Published Research On Foods And Herbs

Your lifestyle and diet can affect your breast cancer risk.

We have long known that red meat and fried foods are associated with cancer. Sugar feeds inflammation and tumor growth. On the other hand, diets high in whole grains, fruits and vegetables contain natural antioxidants that have been shown to help prevent cancer.

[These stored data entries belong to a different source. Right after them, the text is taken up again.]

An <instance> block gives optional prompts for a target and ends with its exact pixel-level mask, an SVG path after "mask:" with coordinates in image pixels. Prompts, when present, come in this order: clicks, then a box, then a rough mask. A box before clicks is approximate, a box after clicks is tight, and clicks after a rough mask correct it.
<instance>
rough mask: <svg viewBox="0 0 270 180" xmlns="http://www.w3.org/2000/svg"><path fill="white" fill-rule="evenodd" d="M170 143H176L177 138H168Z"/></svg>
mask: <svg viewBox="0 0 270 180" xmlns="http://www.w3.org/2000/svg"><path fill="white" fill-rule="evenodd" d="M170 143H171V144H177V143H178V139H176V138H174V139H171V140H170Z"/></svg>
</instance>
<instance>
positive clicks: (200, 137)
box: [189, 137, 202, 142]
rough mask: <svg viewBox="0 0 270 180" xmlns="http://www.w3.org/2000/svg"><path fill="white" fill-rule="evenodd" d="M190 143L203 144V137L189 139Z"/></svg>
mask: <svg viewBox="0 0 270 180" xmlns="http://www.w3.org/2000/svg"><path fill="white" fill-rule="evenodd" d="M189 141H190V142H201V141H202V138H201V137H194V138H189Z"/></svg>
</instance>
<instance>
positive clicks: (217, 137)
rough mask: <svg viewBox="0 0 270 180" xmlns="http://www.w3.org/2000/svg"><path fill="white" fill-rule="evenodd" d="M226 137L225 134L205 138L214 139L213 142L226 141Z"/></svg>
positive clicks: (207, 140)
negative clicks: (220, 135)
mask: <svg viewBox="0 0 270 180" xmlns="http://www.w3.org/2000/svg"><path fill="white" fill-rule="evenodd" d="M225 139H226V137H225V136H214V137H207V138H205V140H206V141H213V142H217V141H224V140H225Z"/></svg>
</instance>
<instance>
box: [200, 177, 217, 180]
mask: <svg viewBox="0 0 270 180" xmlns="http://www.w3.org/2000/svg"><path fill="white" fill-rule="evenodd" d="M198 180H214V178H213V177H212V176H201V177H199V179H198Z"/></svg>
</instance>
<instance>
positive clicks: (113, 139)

Cruciferous vegetables like broccoli, kale and cauliflower are especially beneficial because they contain multiple compounds that act specifically against cancer and help balance hormones. A whole foods, low-glycemic (low-sugar) diet, combined with physical activity, has also been shown to protect against cancer risk. And you should always stay hydrated with plenty of filtered water.

Supplemental Help

Research shows that nutritional supplements can play an important role in protecting against breast cancer. Medicinal mushrooms such as Trametes versicolor, Ganoderma lucidum, Phellinus linteus; extracts of the herbs skullcap, astragalus and turmericthe flavonoid quercetin; and the compound DIM (diindolylmethane) have all shown effects against breast cancer.

An integrative breast care formula containing these ingredients has been shown in a number of published studies to reduce breast cancer aggressiveness and decrease the expression of specific metastatic cancer genes.

A 2012 preclinical study on this advanced breast formula was performed at Indiana University and published in the journal Oncology Reports. Results demonstrated that the formula slowed highly aggressive triple negative breast cancer and prevented lung metastasis by up to 70 percent. Gene analysis showed that the combination of ingredients in this formula suppressed two genes implicated in the metastatic process: PLAU and CXCR4. These genetic findings had been previously reported in earlier studies on the same formula.

Another important supplement is modified citrus pectin (MCP), which blocks excess galectin-3 throughout the body, significantly reducing cancer growth and metastasis. A recent study published in Integrative Cancer Therapies showed that the combination of MCP and the breast formula mentioned above further reduced breast cancer and metastasis by up to 40 percent compared to controls. MCP also controls inflammation, boosts immunity against cancer and safely removes cancer-causing heavy metals from the body.

Mind-Body Connections

In all this, never forget the role chronic stress can play in fueling cancer. Use available tools to keep stress at bay: long walks, yoga, and spending time with friends and family. Remember, cancer hates positivity. Kill it with kindness, and don’t give in to pessimism.

Above all, we are seeing the most successes against breast cancer using highly individualized programs that take into account a person’s physical, mental and emotional health. The goal is to strategically combine a number of approaches that can work together synergistically to fight cancer while simultaneously supporting your health from many different angles.